Hess Corp.’s status as the most expensive stock in the S&P 500, by price-to-earnings ratio, shows the value of using multiple measures to assess whether shares are pricey or cheap.
Hess’ forward P/E of 929.6 is a reflection of a US$65 stock that’s expected to generate just a few cents in earnings next year — roughly 7 US cents, to be precise. But investors, and the analysts who cover it, are expecting more, later.
The global exploration and production company has been losing money in recent periods, and the forecast for the second quarter is for a loss of about 30 cents, roughly, depending on which data company is doing the tallying. After a small loss in the third quarter, the company is then expected to swing to a profit. By the time the books are closed next March, analysts expect Hess to have done slightly better than break-even.

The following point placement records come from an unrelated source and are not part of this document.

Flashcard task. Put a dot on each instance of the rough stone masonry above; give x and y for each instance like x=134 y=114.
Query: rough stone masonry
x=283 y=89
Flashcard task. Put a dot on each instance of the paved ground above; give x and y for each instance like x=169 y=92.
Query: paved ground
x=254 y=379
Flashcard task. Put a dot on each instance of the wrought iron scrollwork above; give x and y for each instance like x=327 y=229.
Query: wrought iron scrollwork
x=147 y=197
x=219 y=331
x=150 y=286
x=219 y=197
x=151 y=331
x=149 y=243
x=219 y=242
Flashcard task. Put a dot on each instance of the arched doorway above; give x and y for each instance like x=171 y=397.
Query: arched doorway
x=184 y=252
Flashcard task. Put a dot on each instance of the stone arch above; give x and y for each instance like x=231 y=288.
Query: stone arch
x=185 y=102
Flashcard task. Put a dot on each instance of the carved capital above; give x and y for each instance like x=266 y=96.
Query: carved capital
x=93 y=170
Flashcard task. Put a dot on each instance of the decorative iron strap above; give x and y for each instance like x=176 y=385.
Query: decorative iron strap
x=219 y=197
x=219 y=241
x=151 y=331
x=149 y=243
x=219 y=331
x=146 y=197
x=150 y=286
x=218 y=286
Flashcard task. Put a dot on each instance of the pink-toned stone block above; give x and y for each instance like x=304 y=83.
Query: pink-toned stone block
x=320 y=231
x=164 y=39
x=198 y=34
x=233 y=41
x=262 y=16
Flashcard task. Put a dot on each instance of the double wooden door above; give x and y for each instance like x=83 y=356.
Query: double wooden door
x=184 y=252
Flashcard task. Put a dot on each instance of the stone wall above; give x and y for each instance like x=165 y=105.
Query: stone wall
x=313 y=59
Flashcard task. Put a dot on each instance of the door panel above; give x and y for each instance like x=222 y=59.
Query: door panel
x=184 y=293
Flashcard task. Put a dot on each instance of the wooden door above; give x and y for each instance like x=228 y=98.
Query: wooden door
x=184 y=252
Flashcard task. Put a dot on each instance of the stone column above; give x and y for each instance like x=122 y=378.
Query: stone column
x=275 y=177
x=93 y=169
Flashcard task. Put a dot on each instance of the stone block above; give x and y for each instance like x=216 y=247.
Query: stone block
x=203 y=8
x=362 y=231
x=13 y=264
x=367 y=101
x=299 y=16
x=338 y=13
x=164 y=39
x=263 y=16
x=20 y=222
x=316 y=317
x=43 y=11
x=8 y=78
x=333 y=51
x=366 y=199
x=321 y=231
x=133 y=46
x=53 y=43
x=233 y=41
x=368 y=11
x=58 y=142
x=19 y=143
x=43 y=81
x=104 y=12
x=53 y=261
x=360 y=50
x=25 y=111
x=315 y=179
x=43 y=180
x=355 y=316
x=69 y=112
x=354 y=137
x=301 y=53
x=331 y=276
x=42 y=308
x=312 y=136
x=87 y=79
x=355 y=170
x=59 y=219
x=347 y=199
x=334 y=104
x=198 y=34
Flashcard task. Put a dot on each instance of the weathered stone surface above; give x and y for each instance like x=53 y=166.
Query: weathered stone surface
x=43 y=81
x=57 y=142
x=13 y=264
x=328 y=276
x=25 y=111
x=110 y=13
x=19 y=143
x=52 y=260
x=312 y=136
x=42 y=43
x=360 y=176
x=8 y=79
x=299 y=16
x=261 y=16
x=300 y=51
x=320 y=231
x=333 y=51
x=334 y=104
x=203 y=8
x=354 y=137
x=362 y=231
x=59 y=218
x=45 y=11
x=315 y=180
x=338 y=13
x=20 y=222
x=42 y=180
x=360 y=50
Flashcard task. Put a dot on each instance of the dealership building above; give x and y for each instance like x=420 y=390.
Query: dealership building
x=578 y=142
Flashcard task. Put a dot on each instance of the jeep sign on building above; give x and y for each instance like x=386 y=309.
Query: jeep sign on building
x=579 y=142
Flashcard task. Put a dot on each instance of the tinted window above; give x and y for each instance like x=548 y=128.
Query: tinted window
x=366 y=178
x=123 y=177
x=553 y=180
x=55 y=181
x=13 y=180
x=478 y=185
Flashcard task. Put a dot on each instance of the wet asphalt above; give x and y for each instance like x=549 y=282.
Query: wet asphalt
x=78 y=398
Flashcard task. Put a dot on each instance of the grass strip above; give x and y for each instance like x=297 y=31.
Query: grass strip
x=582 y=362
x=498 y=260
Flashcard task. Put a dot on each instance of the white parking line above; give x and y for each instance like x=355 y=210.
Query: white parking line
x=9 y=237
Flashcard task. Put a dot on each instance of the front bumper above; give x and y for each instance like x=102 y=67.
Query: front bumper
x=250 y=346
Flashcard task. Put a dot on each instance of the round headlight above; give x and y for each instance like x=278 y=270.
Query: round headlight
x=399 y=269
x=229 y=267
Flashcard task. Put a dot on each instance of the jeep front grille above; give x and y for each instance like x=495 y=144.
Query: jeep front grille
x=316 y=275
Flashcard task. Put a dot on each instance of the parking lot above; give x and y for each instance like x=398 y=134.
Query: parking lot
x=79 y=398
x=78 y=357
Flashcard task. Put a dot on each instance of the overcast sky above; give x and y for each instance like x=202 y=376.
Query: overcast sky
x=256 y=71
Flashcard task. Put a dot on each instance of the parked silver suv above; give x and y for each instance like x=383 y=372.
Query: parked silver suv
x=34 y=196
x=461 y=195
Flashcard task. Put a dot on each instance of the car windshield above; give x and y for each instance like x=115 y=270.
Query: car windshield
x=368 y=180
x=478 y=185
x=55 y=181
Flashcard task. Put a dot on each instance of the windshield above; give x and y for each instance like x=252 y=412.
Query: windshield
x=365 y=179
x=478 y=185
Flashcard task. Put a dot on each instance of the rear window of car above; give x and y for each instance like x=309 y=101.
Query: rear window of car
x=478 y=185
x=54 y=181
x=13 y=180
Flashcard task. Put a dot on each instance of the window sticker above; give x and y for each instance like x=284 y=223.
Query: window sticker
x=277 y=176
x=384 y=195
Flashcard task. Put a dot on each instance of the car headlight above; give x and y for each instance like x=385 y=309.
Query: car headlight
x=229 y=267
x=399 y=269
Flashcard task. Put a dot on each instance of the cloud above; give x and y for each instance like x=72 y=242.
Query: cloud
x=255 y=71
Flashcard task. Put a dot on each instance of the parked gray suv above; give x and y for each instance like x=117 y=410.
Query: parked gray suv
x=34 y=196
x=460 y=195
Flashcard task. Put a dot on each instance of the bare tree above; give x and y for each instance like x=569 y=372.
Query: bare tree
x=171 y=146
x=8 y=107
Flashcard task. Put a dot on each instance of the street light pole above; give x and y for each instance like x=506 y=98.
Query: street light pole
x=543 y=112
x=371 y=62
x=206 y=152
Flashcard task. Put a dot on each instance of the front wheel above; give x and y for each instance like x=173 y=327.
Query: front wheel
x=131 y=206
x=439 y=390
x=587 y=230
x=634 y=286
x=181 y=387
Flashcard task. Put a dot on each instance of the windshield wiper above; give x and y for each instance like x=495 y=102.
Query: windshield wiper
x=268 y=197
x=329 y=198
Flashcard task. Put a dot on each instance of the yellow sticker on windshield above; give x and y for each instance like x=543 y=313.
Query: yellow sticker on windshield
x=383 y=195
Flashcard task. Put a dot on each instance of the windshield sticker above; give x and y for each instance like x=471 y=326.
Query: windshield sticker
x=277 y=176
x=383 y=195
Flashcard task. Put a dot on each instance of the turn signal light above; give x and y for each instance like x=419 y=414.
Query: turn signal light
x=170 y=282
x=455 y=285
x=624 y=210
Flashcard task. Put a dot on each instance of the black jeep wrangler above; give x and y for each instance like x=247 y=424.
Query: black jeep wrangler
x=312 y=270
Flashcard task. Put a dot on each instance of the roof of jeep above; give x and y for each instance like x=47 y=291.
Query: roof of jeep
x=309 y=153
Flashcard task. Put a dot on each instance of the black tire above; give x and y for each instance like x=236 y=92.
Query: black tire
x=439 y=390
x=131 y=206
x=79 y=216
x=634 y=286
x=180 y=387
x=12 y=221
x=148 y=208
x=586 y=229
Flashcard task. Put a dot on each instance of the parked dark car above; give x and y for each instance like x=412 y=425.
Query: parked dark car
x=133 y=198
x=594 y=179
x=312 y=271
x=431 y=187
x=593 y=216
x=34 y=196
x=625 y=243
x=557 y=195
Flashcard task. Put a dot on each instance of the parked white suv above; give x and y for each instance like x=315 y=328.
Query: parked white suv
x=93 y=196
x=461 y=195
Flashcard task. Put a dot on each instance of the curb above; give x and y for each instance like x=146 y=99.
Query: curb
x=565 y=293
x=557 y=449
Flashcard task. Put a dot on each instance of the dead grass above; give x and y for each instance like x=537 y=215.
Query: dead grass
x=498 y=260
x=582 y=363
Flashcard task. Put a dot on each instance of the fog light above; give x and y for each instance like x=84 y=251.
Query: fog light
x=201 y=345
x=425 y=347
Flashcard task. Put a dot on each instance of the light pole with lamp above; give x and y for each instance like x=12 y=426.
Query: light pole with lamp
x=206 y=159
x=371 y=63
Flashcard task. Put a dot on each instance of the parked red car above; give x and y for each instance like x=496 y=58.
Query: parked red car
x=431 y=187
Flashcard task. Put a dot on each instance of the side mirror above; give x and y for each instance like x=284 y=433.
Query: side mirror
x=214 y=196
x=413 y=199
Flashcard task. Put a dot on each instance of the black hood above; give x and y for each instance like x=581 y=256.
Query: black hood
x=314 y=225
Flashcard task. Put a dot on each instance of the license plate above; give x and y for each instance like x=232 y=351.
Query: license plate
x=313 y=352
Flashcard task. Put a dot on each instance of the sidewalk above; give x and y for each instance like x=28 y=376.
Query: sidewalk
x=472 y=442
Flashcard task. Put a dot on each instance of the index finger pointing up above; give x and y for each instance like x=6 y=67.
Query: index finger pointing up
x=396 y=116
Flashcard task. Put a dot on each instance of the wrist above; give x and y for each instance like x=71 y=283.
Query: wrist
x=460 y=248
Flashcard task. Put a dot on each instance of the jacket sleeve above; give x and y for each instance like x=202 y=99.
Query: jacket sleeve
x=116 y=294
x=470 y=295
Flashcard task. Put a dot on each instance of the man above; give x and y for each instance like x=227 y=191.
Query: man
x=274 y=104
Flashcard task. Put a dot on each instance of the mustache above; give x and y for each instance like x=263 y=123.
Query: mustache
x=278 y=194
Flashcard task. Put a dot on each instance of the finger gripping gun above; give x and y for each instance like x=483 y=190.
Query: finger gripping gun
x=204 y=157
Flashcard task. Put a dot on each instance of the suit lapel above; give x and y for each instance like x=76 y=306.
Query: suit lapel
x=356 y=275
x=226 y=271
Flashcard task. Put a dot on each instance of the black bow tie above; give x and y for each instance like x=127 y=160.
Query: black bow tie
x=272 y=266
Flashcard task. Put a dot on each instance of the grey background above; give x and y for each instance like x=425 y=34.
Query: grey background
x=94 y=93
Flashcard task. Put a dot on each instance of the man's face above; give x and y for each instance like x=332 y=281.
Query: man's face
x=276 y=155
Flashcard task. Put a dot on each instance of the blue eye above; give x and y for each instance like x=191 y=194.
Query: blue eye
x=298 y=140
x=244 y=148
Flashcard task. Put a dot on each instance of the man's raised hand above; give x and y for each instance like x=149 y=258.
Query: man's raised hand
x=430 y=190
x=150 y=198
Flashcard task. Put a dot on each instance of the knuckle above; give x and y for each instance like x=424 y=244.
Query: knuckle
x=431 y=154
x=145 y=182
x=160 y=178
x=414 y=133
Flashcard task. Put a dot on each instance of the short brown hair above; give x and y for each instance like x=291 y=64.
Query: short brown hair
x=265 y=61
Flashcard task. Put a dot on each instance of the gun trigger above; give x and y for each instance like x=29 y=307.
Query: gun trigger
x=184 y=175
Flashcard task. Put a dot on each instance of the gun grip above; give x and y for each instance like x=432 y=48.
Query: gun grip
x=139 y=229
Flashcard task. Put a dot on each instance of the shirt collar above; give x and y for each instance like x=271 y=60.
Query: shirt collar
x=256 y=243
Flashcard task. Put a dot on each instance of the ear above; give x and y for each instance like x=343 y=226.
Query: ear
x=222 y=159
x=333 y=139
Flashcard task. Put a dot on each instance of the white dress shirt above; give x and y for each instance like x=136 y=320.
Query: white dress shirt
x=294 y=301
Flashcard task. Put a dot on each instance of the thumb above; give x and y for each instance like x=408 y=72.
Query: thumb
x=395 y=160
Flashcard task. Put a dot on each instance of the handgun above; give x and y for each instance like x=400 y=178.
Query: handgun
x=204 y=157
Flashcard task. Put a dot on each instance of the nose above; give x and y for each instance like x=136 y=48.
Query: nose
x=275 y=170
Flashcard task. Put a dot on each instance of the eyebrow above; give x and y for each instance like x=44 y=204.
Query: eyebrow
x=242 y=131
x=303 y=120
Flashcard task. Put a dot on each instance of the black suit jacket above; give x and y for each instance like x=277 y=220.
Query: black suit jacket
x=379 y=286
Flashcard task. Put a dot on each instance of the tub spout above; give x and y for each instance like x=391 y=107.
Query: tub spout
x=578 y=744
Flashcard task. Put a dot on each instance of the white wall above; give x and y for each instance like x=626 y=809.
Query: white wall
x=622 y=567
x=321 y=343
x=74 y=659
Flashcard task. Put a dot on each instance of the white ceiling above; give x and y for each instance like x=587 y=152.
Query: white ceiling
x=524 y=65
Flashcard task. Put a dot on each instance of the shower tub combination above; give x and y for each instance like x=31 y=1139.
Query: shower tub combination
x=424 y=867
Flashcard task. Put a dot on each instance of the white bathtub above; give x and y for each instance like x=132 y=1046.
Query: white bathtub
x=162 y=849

By another mark, Hess is reasonably priced. That’s signified by the company’s reasonable multiple of enterprise value — market capitalization plus net debt — to EBITDA, or earnings before interest, taxes, depreciation and amortization. Hess is trading at about 9.2 times forward earnings by that measure — which actually puts it in the bottom half of the S&P 500 in valuation on an EV/EBITDA basis, according to S&P Global Market Intelligence.
In the energy space, there are six companies in the S&P 500 with forward EV/EBITDAs of 10 or higher, including National Oilwell Varco Inc. at 18.